Presentation for the product of two cyclic groups

Suppose $a_1, a_2 \in A$ and $b_1, b_2 \in B$

The only way you can have $(a_1 b_1)(a_2 b_2) = (a_1 a_2)(b_1 b_2)$ is if $b_1 a_2 = a_2 b_1$

The book is really stating that $A$ and $B$ are subsets of a larger group, say $G$ (this is the only way "the produc $a^ub^v$" can make sense) and that the mapping $A \times B \to AB$ defined by $(x,y) \to xy$ is an isomorphism. But then

$(a,b)(c,d) = (ac, bd)$ get sent into (ab)(cd) = (ac)(bd)$. Etcetera.

The final relation always holds in any direct product, of any two groups:

Let $G$ be the direct product of $A$ and $B$. Then for all $a\in A$, $b\in B$ we have $ab=ba$.

The fact that the two groups are cyclic is irrelevant. Remember that there are two ways of viewing direct products, internally and externally. Let's show this relation holds for both views.
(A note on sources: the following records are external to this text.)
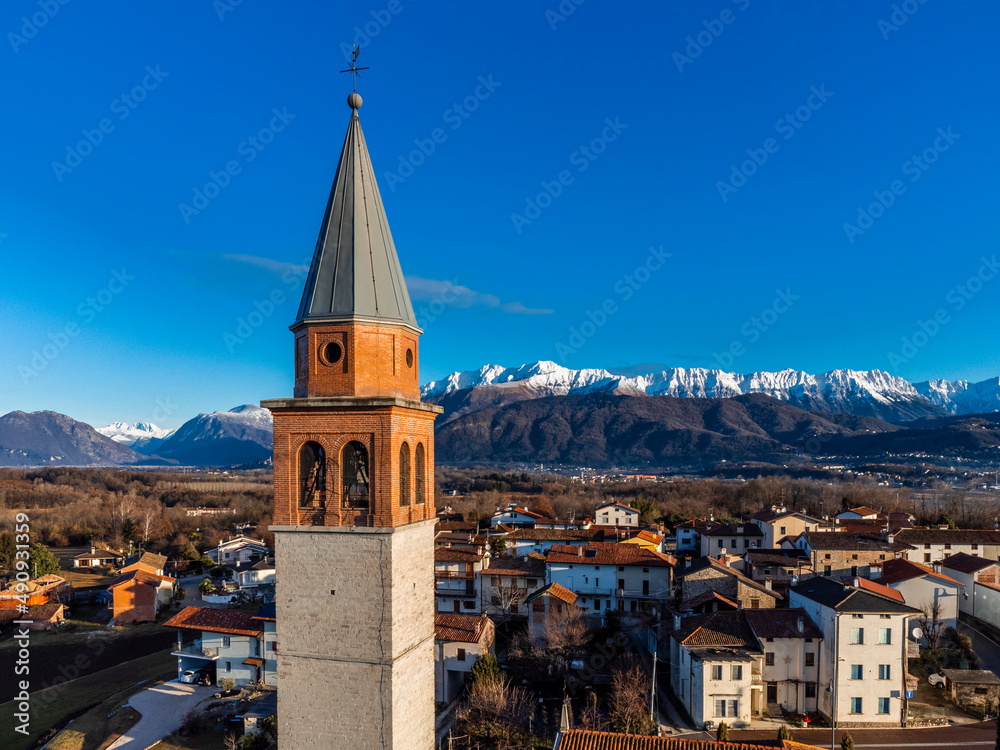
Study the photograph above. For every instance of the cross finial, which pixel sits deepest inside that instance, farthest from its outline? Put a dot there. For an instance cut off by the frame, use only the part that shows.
(354, 69)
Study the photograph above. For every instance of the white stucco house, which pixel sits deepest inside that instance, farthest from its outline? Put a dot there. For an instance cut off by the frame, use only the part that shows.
(616, 514)
(864, 651)
(923, 587)
(458, 641)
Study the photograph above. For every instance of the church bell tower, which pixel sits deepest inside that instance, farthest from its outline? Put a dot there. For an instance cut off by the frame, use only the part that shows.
(354, 491)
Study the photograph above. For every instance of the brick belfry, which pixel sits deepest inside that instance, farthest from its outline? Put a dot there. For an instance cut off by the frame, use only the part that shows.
(354, 491)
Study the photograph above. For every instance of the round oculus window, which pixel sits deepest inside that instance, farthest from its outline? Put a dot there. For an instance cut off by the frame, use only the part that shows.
(331, 353)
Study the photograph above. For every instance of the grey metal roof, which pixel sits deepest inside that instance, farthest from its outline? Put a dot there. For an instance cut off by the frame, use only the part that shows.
(355, 274)
(842, 598)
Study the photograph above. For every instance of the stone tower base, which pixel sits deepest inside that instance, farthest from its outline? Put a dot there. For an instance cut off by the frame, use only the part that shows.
(355, 635)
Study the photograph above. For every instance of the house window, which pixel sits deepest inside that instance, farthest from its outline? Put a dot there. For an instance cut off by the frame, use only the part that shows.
(404, 474)
(312, 476)
(421, 474)
(355, 479)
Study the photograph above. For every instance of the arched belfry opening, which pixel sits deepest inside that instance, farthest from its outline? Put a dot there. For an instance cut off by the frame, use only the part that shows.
(312, 475)
(421, 474)
(356, 482)
(404, 475)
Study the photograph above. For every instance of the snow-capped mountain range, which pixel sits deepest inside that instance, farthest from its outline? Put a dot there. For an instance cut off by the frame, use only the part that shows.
(143, 437)
(861, 392)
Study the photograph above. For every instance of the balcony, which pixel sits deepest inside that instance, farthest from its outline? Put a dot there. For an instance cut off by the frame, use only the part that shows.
(198, 651)
(454, 574)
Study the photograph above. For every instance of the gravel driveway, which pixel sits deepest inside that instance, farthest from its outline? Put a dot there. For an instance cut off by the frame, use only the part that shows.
(162, 708)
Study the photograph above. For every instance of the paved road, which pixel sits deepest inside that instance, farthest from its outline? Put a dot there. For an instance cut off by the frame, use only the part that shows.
(162, 708)
(982, 735)
(986, 649)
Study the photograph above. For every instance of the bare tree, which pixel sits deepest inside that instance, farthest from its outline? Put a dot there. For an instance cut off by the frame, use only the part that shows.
(566, 630)
(496, 709)
(629, 699)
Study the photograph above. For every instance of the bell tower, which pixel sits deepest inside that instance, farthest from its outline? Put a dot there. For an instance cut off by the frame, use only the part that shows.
(354, 490)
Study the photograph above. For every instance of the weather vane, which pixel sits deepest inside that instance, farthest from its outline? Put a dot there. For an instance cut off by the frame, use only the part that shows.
(354, 67)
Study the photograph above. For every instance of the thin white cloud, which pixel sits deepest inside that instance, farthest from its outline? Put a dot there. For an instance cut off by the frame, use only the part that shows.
(452, 294)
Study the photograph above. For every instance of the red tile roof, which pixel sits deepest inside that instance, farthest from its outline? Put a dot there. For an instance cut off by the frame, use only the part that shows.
(460, 628)
(585, 739)
(894, 571)
(233, 621)
(607, 553)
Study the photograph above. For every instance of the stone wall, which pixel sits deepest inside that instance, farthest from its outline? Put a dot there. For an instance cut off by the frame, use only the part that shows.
(355, 634)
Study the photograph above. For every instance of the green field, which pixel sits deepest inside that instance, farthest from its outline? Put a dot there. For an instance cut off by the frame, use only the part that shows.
(56, 705)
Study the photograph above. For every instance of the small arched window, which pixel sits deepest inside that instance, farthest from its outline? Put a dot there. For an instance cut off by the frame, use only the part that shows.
(421, 473)
(355, 482)
(312, 475)
(404, 474)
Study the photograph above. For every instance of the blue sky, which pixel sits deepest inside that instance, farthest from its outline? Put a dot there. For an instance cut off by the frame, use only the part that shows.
(735, 138)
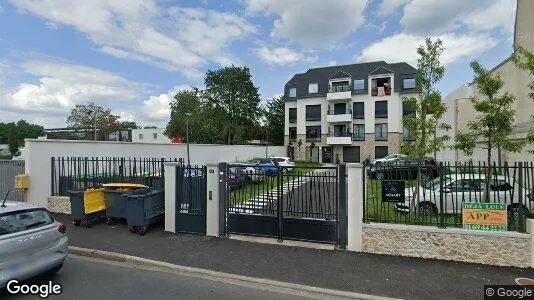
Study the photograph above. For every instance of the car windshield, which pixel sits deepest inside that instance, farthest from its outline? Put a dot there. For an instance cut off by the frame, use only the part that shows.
(24, 220)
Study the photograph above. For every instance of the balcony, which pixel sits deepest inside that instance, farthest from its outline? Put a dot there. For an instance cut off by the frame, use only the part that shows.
(334, 116)
(339, 139)
(342, 92)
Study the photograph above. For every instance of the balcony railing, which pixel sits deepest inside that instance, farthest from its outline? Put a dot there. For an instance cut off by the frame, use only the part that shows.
(387, 91)
(340, 88)
(337, 112)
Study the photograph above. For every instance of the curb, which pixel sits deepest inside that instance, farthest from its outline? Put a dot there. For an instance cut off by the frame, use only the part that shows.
(258, 283)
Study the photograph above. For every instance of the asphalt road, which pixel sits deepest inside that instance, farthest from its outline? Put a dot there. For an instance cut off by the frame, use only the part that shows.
(83, 278)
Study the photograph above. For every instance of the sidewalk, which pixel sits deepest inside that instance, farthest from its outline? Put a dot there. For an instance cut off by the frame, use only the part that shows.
(380, 275)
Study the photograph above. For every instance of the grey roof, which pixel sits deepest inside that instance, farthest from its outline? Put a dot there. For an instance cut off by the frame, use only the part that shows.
(356, 71)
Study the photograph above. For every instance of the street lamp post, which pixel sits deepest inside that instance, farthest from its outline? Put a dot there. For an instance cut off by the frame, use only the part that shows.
(187, 137)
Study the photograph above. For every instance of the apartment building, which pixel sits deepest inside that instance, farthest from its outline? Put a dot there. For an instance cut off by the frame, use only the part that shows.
(347, 113)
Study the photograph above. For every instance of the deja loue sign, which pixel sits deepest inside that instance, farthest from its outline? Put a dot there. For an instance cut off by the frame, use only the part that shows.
(485, 216)
(392, 191)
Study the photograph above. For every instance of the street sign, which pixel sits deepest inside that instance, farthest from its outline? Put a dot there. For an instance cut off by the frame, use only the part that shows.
(393, 191)
(485, 216)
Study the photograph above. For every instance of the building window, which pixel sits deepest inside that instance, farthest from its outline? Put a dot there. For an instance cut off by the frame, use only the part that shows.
(381, 151)
(381, 132)
(408, 83)
(292, 133)
(313, 133)
(293, 92)
(358, 110)
(407, 109)
(406, 134)
(292, 115)
(340, 86)
(313, 88)
(381, 87)
(359, 132)
(359, 85)
(381, 109)
(313, 112)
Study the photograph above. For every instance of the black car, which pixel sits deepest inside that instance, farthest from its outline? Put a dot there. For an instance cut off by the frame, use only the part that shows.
(404, 169)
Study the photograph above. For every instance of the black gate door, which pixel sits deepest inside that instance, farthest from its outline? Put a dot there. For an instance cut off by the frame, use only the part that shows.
(300, 204)
(191, 199)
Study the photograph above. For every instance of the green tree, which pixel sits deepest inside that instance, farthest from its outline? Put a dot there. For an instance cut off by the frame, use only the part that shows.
(494, 119)
(524, 60)
(90, 116)
(427, 107)
(274, 114)
(232, 95)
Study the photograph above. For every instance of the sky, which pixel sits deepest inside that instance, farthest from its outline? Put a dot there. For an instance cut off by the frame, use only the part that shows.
(134, 55)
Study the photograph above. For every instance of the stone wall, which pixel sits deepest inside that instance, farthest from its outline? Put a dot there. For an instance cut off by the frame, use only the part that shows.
(491, 248)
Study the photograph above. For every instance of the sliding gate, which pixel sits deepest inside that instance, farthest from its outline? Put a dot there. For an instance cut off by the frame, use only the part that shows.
(301, 204)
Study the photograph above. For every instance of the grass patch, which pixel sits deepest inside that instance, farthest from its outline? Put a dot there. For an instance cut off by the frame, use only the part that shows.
(270, 183)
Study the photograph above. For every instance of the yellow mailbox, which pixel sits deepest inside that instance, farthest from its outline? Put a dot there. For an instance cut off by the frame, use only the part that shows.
(22, 181)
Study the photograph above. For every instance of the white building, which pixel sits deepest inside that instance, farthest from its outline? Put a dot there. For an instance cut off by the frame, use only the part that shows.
(347, 113)
(150, 135)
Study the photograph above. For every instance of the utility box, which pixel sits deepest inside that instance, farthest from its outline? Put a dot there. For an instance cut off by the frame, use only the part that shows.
(22, 181)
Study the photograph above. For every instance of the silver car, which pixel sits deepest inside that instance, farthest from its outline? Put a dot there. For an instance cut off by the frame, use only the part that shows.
(31, 242)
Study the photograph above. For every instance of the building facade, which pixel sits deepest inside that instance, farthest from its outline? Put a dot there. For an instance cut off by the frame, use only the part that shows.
(150, 135)
(347, 113)
(460, 110)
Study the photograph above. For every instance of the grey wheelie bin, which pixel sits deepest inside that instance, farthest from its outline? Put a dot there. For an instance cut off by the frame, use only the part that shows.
(87, 206)
(144, 208)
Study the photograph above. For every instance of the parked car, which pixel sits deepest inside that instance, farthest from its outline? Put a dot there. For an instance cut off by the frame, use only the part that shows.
(31, 242)
(236, 178)
(389, 158)
(404, 169)
(284, 162)
(268, 166)
(252, 173)
(465, 188)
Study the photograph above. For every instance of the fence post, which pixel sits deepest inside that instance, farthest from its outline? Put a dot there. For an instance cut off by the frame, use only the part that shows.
(342, 206)
(521, 212)
(280, 206)
(224, 197)
(441, 203)
(356, 181)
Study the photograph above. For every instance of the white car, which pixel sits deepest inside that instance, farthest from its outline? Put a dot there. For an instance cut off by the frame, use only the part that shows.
(389, 158)
(465, 188)
(284, 162)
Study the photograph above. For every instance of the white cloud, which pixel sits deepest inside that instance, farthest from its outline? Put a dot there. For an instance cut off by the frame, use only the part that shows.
(456, 47)
(176, 39)
(387, 7)
(312, 23)
(423, 17)
(282, 56)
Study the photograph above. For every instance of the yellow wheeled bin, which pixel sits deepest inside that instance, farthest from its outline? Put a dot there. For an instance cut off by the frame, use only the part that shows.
(87, 206)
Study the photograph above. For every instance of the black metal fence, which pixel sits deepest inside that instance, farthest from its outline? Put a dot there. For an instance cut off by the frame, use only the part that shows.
(70, 173)
(8, 170)
(424, 193)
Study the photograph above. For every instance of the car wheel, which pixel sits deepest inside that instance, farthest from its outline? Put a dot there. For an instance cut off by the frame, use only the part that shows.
(427, 208)
(514, 211)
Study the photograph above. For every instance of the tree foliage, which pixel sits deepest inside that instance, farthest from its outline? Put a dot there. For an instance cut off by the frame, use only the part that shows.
(274, 115)
(227, 111)
(494, 120)
(14, 134)
(427, 107)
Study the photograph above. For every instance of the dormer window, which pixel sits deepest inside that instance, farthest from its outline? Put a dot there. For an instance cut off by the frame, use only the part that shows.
(293, 92)
(381, 86)
(313, 88)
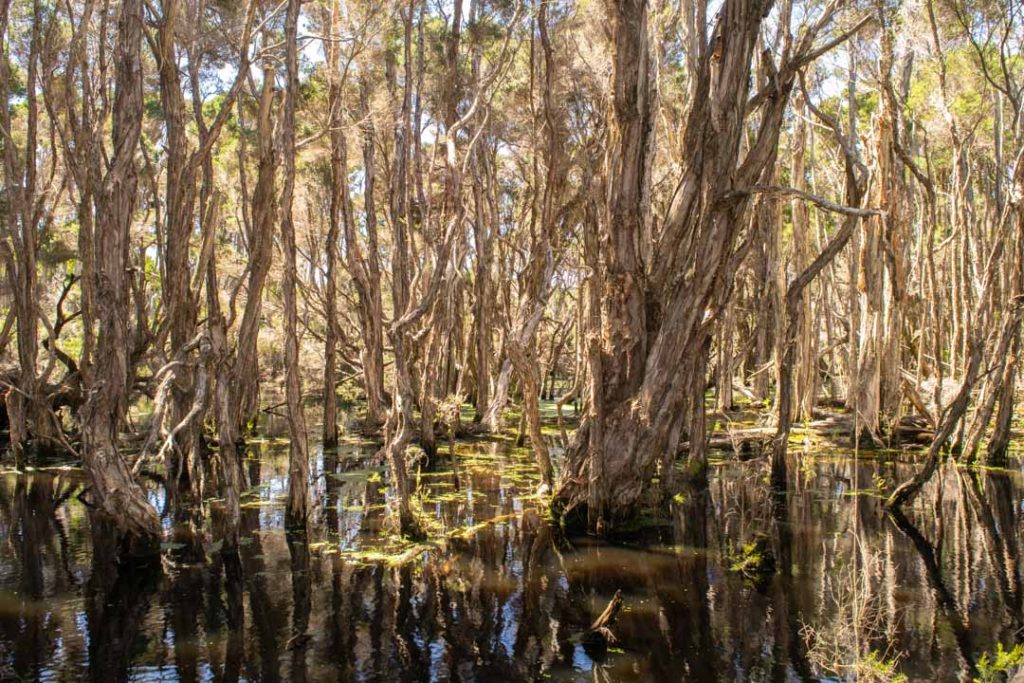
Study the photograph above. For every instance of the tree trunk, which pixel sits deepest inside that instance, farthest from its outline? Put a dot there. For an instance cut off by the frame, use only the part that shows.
(656, 319)
(260, 255)
(371, 306)
(298, 458)
(339, 184)
(116, 496)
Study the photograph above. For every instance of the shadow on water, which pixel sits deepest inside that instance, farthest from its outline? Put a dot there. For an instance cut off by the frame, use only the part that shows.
(496, 596)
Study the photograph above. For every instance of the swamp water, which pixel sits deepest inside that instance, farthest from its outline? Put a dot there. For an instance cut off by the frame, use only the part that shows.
(495, 598)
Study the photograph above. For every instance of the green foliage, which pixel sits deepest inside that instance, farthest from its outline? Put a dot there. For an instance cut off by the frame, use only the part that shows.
(876, 667)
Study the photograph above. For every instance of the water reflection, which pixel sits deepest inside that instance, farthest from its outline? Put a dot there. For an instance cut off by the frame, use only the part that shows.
(500, 596)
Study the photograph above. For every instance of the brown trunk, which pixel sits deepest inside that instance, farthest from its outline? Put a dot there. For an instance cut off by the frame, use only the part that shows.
(369, 285)
(398, 431)
(339, 185)
(116, 496)
(260, 254)
(298, 458)
(180, 207)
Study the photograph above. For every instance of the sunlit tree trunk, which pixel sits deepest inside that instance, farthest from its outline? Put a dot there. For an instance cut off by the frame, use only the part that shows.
(298, 457)
(116, 496)
(260, 254)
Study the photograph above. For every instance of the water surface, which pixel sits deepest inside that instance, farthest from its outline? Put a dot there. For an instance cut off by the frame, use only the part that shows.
(496, 596)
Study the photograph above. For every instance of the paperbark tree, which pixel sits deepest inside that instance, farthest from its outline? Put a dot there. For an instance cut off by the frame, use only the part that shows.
(656, 317)
(298, 454)
(114, 493)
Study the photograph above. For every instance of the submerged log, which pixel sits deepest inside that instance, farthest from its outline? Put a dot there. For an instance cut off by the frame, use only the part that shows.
(599, 636)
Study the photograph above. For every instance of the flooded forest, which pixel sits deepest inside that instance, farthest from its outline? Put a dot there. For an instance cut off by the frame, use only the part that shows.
(511, 340)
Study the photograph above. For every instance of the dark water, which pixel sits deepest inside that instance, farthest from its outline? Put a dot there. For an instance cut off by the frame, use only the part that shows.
(495, 598)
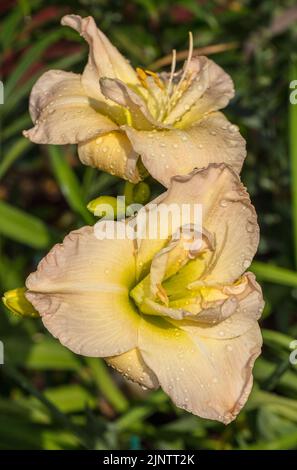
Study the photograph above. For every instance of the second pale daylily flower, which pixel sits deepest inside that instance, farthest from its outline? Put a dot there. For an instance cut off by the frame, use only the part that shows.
(160, 312)
(116, 114)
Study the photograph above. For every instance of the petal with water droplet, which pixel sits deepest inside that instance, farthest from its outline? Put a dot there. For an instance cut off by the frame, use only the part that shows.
(87, 309)
(64, 114)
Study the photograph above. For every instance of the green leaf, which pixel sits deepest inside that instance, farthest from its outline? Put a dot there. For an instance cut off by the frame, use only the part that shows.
(46, 354)
(30, 56)
(16, 150)
(22, 227)
(293, 156)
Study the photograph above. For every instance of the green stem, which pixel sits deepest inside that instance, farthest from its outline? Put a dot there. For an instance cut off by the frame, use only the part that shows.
(106, 385)
(293, 155)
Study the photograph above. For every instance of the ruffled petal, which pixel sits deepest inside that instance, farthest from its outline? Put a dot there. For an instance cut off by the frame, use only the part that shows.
(117, 91)
(210, 88)
(104, 59)
(112, 153)
(132, 366)
(227, 214)
(209, 377)
(166, 153)
(81, 290)
(62, 112)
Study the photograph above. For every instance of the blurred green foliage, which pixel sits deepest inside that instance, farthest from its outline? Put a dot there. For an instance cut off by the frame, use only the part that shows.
(53, 399)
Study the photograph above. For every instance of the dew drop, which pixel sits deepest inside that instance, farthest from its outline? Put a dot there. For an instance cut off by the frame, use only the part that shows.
(246, 263)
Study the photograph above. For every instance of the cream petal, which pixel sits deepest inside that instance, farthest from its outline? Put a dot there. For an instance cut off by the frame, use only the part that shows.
(227, 214)
(62, 112)
(112, 153)
(166, 153)
(104, 59)
(209, 377)
(210, 89)
(81, 290)
(117, 91)
(132, 366)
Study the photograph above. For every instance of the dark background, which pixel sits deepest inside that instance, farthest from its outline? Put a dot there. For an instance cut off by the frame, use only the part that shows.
(53, 399)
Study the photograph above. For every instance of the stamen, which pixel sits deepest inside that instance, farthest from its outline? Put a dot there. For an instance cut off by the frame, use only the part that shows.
(173, 65)
(156, 79)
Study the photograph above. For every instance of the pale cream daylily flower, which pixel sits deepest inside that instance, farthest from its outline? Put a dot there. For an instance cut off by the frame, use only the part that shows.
(116, 114)
(159, 311)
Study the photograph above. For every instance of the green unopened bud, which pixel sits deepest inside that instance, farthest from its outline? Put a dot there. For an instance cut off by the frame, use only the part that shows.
(142, 193)
(17, 303)
(137, 193)
(107, 206)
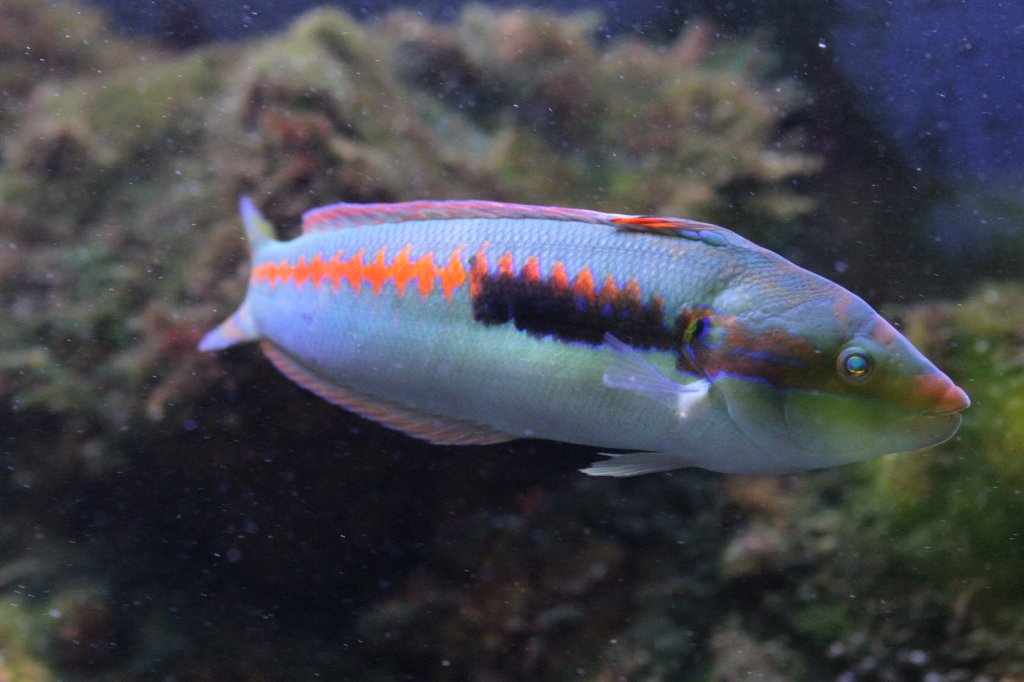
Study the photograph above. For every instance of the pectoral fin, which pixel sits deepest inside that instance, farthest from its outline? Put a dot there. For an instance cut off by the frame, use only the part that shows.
(634, 464)
(629, 370)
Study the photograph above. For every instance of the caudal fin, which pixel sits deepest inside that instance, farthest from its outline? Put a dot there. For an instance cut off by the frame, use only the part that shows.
(241, 327)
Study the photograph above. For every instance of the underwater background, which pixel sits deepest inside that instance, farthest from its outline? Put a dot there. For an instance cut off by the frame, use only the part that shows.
(170, 515)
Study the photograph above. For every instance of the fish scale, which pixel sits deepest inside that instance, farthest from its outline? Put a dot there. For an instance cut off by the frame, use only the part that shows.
(479, 322)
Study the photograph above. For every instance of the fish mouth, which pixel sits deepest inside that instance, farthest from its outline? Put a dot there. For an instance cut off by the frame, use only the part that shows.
(953, 400)
(851, 429)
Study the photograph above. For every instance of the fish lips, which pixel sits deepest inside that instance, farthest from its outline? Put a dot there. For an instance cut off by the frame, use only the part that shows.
(852, 428)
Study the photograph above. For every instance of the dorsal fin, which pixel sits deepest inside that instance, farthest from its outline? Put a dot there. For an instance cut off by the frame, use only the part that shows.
(341, 216)
(681, 227)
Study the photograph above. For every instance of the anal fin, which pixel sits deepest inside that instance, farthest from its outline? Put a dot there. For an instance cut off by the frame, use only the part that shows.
(635, 464)
(432, 428)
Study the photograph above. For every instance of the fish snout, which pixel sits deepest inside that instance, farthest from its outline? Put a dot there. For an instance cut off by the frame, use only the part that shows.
(940, 395)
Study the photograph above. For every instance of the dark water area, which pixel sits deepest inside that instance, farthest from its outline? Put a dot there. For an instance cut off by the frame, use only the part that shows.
(174, 515)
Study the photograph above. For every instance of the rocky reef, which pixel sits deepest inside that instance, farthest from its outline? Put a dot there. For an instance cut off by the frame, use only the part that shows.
(170, 515)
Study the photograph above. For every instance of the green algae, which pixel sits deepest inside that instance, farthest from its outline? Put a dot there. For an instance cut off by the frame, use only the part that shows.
(118, 194)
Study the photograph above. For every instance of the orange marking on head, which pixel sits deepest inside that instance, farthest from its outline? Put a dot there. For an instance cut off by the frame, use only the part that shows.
(505, 264)
(584, 285)
(401, 270)
(453, 274)
(648, 221)
(530, 269)
(558, 279)
(426, 271)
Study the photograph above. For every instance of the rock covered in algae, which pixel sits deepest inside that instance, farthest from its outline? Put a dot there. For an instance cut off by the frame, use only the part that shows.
(213, 507)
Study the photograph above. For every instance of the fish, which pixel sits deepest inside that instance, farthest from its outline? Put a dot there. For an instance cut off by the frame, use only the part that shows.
(664, 342)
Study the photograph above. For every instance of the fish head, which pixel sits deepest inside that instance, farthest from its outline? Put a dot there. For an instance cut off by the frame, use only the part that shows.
(825, 381)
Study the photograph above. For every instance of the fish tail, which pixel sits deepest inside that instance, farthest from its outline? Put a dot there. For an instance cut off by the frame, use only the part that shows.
(259, 231)
(241, 327)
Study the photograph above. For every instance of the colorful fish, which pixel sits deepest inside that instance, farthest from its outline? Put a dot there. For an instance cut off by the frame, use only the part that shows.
(679, 342)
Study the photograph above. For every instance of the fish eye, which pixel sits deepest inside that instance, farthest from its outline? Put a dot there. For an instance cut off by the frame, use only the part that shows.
(854, 365)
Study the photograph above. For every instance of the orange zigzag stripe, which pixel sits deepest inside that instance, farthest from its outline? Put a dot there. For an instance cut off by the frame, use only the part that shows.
(376, 273)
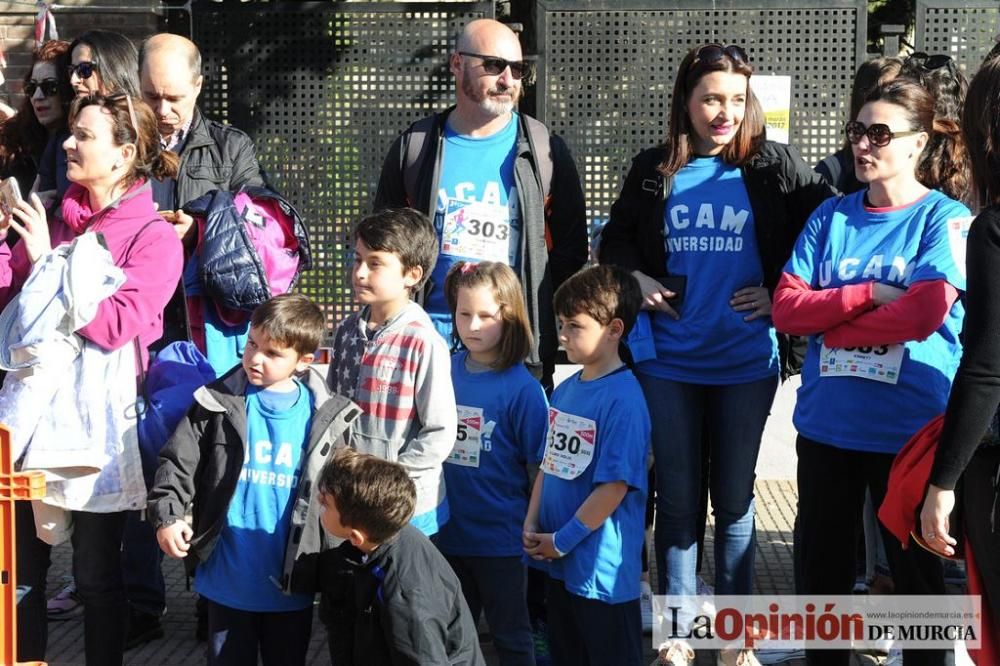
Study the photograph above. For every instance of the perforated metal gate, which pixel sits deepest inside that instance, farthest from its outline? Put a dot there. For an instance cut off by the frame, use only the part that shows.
(606, 72)
(323, 89)
(963, 29)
Firstly, externally: Let $G=A\times B$, where $A$ and $B$ are arbitrary groups. Then for all $a\in A$, $b\in B$ we have $$(a, 1_B)(1_A, b)=(a,b)=(1_A, b)(a, 1_B)$$so the elements of the groups pairwise commute.

In terms of the internal direct product: let $G=AB$ with $A, B\lhd G$ and $A\cap B=\{1\}$, where $A$ and $B$ are arbitrary groups. Then for all $a\in A$, $b\in B$ we have that $a^{-1}b^{-1}ab=a^{-1}a_1$ for some $a_1\in A$, by normality of $A$. Similarly, $a^{-1}b^{-1}ab=b_1b$ for some $b_1\in B$. Therefore, $a^{-1}b^{-1}ab\in A\cap B$, and so $a^{-1}b^{-1}ab=1$. Hence, $ab=ba$ as required.

As the question specifically mentions presentations: this means that if $A$ has presentation $\langle \mathbf{x}\mid\mathbf{r}\rangle$ and $B$ has presentation $\langle \mathbf{y}\mid\mathbf{s}\rangle$ then the direct product $A\times B$ has presentation $$\langle \mathbf{x, y}\mid\mathbf{r, s}, xy=yx\:\forall x\in\mathbf{x}, y\in\mathbf{y}\rangle$$(we only need to stipulate that the generators commute; that the rest of the elements commute follows).